Apolipoprotein C Iii Protein is an important component in the neurobiology of neurodegenerative diseases. This page provides detailed information about its structure, function, and role in disease processes.
Apolipoprotein C-III (APOC3) is a 79-amino acid protein component of very-low-density lipoproteins (VLDL) and high-density lipoproteins (HDL). It plays a central role in regulating plasma triglyceride levels by inhibiting lipoprotein lipase and hepatic uptake of triglyceride-rich lipoproteins. APOC3 is predominantly synthesized in the liver and to a lesser extent in the intestine, where it is secreted and associates with circulating lipoprotein particles.
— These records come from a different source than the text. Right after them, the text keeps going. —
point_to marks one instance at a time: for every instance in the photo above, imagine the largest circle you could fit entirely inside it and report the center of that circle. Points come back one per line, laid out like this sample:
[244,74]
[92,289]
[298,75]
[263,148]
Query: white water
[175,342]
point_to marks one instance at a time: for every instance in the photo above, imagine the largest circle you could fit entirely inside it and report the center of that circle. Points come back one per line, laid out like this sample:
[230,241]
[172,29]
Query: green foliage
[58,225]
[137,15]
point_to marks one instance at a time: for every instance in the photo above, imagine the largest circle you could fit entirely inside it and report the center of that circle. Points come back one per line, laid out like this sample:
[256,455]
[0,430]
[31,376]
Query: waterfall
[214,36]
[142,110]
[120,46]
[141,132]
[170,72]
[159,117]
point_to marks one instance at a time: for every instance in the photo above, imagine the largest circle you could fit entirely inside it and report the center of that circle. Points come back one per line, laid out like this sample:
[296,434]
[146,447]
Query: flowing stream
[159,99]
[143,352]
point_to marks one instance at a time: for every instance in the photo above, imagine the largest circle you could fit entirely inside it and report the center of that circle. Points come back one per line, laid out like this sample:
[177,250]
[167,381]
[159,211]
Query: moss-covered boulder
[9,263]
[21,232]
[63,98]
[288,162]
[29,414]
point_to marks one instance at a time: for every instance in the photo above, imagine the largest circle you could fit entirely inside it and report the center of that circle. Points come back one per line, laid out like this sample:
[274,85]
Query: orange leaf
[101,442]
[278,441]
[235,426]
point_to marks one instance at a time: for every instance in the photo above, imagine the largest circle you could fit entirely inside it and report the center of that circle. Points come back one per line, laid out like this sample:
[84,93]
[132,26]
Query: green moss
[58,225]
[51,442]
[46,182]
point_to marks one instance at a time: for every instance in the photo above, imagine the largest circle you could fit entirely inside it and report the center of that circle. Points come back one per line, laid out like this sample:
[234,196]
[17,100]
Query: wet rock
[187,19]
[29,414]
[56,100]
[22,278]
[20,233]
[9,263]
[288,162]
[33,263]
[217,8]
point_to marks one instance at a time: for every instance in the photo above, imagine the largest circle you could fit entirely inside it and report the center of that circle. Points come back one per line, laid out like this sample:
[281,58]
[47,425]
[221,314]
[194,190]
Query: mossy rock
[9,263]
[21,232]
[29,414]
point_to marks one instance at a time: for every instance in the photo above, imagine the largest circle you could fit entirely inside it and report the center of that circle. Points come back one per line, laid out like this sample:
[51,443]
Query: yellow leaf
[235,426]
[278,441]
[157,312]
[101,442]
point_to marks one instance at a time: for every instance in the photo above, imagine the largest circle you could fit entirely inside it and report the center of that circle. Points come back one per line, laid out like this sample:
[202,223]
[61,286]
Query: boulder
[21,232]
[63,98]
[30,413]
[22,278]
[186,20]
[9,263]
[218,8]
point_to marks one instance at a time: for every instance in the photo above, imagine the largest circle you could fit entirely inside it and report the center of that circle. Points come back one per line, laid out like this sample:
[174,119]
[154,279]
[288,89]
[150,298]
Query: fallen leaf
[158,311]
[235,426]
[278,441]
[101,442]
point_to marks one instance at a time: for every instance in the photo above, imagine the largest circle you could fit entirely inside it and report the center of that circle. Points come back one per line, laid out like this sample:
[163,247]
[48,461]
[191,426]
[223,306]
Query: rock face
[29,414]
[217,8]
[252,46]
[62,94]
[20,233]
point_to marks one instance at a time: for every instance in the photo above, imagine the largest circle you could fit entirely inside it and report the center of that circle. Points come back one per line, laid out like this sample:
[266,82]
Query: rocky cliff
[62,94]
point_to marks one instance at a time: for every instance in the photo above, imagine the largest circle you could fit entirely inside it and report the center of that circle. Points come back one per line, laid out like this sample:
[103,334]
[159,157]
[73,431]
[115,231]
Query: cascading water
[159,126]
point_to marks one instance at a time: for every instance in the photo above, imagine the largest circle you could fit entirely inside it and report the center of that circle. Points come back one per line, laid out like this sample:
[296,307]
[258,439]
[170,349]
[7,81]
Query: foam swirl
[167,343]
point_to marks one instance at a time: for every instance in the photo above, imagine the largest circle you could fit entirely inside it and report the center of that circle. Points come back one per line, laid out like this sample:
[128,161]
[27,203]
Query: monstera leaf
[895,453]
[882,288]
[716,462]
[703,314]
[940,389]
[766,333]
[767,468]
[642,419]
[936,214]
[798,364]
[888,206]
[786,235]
The protein is a key regulator of lipid metabolism and has emerged as an important therapeutic target for cardiovascular disease and potentially neurodegenerative conditions.
| Attribute |
Value |
| Gene Symbol |
APOC3 |
| Protein Name |
Apolipoprotein C-III |
| Molecular Weight |
~8.8 kDa (79 amino acids) |
| Aliases |
ApoC-III |
| UniProt ID |
P02656 |
| Tissue Expression |
Liver (primary), intestine (minor) |
APOC3 is a small apolipoprotein with several structural domains:
- Amphipathic Alpha-Helices: Two major helical regions (residues 8-37 and 46-69) for lipid binding
- Heparin-Binding Domain: Positively charged region for interaction with cell surface proteoglycans
- N-terminal Region: Contains LPL inhibitory domain
- C-terminal Region: Facilitates lipoprotein particle association
The protein lacks disulfide bonds and is not significantly glycosylated. The amphipathic helices allow stable association with the phospholipid monolayer of lipoproteins.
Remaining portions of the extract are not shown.